In this light, the more radical changes one should make when joining a weight loss boot camp is one’s mindset and attitude. Many people who have tried fitness programs say that without these changes, one is bound to gain back all the weight that they lost.
Weight loss camp alumni advise that one maintain or even add to his or her workload after camp. And by workload, they mean household chores and work tasks that require much movement. At the office, take on fieldwork, volunteer for projects that see you talking to many people, and visiting different places.

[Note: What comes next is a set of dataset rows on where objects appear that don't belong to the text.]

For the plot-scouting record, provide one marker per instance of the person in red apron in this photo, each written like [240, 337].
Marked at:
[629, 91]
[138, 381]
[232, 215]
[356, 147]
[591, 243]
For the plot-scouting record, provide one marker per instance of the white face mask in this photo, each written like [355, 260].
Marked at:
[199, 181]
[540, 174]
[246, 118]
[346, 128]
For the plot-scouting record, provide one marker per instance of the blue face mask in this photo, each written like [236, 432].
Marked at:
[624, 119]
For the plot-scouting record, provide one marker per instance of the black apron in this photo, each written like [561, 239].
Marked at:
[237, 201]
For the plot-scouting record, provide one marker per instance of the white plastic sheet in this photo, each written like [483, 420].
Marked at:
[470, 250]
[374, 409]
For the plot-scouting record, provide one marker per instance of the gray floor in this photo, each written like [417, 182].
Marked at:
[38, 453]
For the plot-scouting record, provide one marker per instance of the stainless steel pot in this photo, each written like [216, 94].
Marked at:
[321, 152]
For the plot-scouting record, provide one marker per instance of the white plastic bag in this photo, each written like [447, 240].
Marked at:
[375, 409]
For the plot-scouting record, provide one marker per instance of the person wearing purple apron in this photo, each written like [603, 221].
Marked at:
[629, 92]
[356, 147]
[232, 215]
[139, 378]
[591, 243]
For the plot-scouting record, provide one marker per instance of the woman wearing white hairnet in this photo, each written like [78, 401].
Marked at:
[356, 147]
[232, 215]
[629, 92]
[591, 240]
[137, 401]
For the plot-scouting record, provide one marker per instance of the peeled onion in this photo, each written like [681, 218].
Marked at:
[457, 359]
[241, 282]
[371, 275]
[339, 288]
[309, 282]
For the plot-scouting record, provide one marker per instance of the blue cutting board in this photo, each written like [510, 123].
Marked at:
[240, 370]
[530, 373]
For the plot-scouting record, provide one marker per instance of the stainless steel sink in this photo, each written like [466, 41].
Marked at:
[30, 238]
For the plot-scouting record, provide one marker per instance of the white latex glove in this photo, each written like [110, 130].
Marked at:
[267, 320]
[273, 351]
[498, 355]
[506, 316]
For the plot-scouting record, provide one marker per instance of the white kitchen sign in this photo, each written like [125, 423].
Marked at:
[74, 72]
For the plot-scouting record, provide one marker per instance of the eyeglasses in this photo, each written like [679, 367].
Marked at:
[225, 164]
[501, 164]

A change in social interactions is also necessary to keep one’s weight loss goals. Once fitness camp ends, people may find that their friends and family bringing them back to the same unhealthy habits that got them into trouble in the first place such as smoking, drinking alcohol, and eating junk food. A weight-loss alumni’s friends and family should work to support that person. In the long run, they too could see themselves living healthier and fitter lives. Engage each other in activities centered around sports and exercise routines instead of on food. And when it comes to food, teach each other, especially children, to value knowing different types of food, raw and natural food ingredients, and where they come from.
Psychologists note that fitness camp alumni often find themselves forming new friendships and putting old friendships in the back seat. This is not entirely unexpected as being able to encourage others to take on the new habits mentioned above is never immediate and easy.
And while emotionally conquering one’s demons is a big part of weight loss camps, alumni may find themselves feeling the same as before when they were obese or overweight – shy, scared, lazy, sad, and even angry. As mentioned earlier, fitness camps are not ends but beginnings to continuous journeys. So, don’t be so hard yourself when you still can’t seem to be the life of the party even if you look cooler or physically feel stronger.
One budding young photographer who has documented her own weight loss program comments that happiness post weight loss depends on the ability to let oneself fail and on the ability to not think about how other people are doing or thinking in relation to one’s own weight.